— Пусть он каждый день приходит в мечеть. Я буду его много, много учить, пока Аллах не просветит его разум.
— И внимания не возьму. Чтобы я, рядовой третьей роты Ширванского полка да стал к тебе ходить! И с чего это тебе в башку влезло.
— Не хочет он в мечеть ходить, — передал переводчик.
— Тогда его на цепь посадят, будут конопляными лепёшками кормить.
— Всего, брат, попробовал. Не испугаешь. Разве что голову срубите, — ваше дело, а на плечах останется — сами набежите ордой просить аману. Скажи ему, что скоро придут сюда наши ширванцы, и от всего разбойного гнезда здешнего и мусорной кучи не оставят. Ровно будет. Точно никто никогда здесь и не жил. Поняли, гололобые?
— А почему ты знаешь, что русские придут сюда?
— Чудак человек, да как же им не прийти сюда, если капитан Шерстобитов скомандует: «Скорым шагом марш». Небось и не на такие вышки вскочишь. Ты ему, умница, разъясни, что ежели барабанщик да горнисты заиграют наступление, так там никак нельзя не идти. Хоть в лоб, а пойдём. Такую мы присягу принимали.
— Мы вас всех сверху перестреляем.
— Что ж, бывало и это. Роту перестреляете, — вторая за ней; а там и третья готова. У нас народу много, побольше чем у вас пуль. Тут вам и крышка будет.
— А ежели я на джамаате скажу, чтоб тебе голову отрубили?
— Кончал башка по вашему? Много доволен. Помирать-то надо каждому. Не очень-то уж сладка жизнь у вас здесь. Только он пущай сначала Гассану за меня калым заплатит. Я знаю, на это у вас адат есть. Ну, а заплатил, — твоя воля, тешь свою душеньку; коли есть на это твоё такое произволение.
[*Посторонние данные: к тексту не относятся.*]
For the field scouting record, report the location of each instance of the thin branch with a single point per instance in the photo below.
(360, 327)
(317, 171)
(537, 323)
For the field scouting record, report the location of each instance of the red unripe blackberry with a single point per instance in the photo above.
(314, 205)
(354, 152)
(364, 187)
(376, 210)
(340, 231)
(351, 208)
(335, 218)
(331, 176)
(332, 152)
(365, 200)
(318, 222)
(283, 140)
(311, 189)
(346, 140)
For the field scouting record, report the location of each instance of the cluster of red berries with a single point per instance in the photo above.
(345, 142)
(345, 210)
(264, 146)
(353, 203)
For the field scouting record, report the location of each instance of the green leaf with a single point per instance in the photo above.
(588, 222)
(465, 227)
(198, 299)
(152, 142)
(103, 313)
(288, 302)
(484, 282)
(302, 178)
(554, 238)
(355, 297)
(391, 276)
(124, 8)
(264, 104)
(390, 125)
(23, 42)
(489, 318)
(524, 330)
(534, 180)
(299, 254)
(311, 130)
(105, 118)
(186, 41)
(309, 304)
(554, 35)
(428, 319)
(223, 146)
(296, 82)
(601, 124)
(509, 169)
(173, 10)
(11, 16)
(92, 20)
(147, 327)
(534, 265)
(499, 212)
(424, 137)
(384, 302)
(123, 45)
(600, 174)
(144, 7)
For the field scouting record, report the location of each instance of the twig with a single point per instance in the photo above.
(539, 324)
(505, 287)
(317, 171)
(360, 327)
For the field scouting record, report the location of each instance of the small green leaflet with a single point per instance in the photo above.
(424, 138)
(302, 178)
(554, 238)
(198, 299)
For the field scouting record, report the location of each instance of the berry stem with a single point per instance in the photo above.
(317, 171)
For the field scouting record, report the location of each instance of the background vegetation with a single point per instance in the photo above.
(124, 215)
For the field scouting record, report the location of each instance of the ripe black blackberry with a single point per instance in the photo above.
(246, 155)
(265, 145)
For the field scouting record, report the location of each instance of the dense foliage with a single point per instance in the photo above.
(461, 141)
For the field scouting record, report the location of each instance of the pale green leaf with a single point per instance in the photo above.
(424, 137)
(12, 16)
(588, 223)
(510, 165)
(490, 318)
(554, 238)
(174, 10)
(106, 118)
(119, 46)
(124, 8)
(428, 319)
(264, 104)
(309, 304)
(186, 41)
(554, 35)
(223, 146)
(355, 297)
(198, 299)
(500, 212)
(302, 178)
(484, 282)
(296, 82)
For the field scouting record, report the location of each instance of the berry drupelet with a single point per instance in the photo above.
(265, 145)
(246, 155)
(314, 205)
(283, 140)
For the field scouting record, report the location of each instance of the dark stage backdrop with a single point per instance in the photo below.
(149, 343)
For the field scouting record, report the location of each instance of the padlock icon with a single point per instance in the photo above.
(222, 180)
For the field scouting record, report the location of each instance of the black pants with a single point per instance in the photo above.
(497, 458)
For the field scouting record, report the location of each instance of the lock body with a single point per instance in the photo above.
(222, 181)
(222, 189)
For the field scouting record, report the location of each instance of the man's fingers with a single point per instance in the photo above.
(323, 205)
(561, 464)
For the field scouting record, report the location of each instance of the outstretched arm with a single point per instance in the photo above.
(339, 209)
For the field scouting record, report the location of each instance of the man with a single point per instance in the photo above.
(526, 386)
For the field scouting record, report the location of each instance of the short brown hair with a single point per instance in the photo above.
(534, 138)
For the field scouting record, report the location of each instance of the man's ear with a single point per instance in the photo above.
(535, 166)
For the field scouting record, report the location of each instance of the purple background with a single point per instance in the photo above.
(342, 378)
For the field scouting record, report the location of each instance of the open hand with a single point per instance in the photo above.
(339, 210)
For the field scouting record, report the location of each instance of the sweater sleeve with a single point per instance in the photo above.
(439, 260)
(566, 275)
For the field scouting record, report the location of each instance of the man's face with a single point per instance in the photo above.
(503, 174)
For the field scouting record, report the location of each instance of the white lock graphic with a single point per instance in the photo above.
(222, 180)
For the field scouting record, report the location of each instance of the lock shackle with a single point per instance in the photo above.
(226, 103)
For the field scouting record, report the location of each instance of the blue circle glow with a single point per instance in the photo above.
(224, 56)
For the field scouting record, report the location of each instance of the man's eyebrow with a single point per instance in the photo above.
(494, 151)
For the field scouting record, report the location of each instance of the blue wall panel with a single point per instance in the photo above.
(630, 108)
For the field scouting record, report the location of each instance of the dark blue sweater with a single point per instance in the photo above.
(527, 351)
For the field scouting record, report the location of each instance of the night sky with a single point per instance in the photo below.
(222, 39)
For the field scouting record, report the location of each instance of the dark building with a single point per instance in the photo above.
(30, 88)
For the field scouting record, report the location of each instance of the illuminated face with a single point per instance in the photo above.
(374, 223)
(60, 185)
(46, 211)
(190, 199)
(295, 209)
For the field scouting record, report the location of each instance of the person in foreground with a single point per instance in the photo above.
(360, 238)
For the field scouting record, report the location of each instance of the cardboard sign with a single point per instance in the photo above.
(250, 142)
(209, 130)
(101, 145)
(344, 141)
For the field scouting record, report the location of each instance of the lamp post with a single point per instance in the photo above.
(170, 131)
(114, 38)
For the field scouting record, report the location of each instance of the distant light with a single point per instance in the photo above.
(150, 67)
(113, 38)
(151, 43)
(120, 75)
Так ему и передай, и пущай он уходит к себе, потому надоело мне с ним разговоры разговаривать! Всё равно умного ничего не услышишь, а дуростью вашей я уж довольно по горло сыт. Шли бы вы, старички, с Богом, а не то я уйду. Сидите себе здесь на камени, мне и то пора Гассану айран готовить.
И Груздев спокойно встал и пополз вверх в саклю своего хозяина.
Пир в ауле
Солнце закатывалось за отдалённые утёсы Аварских гор и зажигало алтари на Шахдаге на Дервиш-Баире и Шайтан-Олсу. Ещё несколько мгновений, и их облило густым румянцем заката, точно по скалистым отвесам заструилась жертвенная кровь. Аулы пропали в золотистом море, наводнившем в этот торжественный час всё кругом. Скоро в потемневшей на востоке синеве вспыхнула звезда на челе ангела, полагающего конец утомлённому дню. И в это мгновение со всех скал и утёсов, отовсюду, где стояли аулы под минаретами своих мечетей — печальное и торжественное раздалось пение муэдзинов. Близился вечерний намаз, и служители пророка напоминали правоверным о том, что Аллах един и всемогущ, что славе его нет конца и предела. Сначала запел на минарете своём будун аула Салты. Из-за долины с следующей мечети отозвался ему муэдзин Кадаха. Не успел ещё печальный голос его всколыхнуть застоявшийся воздух, как с третьей вершины над Кара-Койсу откликнулся таким же заунывным напевом тамошний мулла. Аул был беден и не мог содержать будуна. Скоро казалось, что все эти утёсы сами поют, славя всемогущество Господа. И когда напевы их погасили, точно растаяли в строгой тишине засыпающего Дагестана, — кругом была уже тьма, и в ней задумчиво сияли звёзды.
Не успел месяц ещё подняться над молчаливыми горами, как Селим выбил огонь из кремня, засветил фитиль в плошке с бараньим салом, при трепетном блеске его отыскал кинжал, пистолеты, подтянул серебром отделанный пояс и, взбросив папаху на голову, беззаботно двинулся вверх на площадь джамаата.
Туда собрался уже почти весь аул.
Посреди ярко горели костры. Зарево их багровело на стенах мечети и саклей. Минарет пропадал в темени, но на кровлях всюду закутанные в белое лезгинки казались фантомами, родившимися во мраке и осуждёнными в нём же и рассеяться. Вода в бассейне от красного блеска костра алела кровью, и тонкие струйки этой крови струились оттуда по узеньким канавкам, исчезая в чёрных трещинах улиц.
У костров толпился народ.
С папахами на затылках, опираясь на рукояти кинжалов, молодёжь салтинская прислушивалась к рассказам стариков о далёком времени, когда их очи сверкали ещё по-соколиному, а в руках не иссякала сила.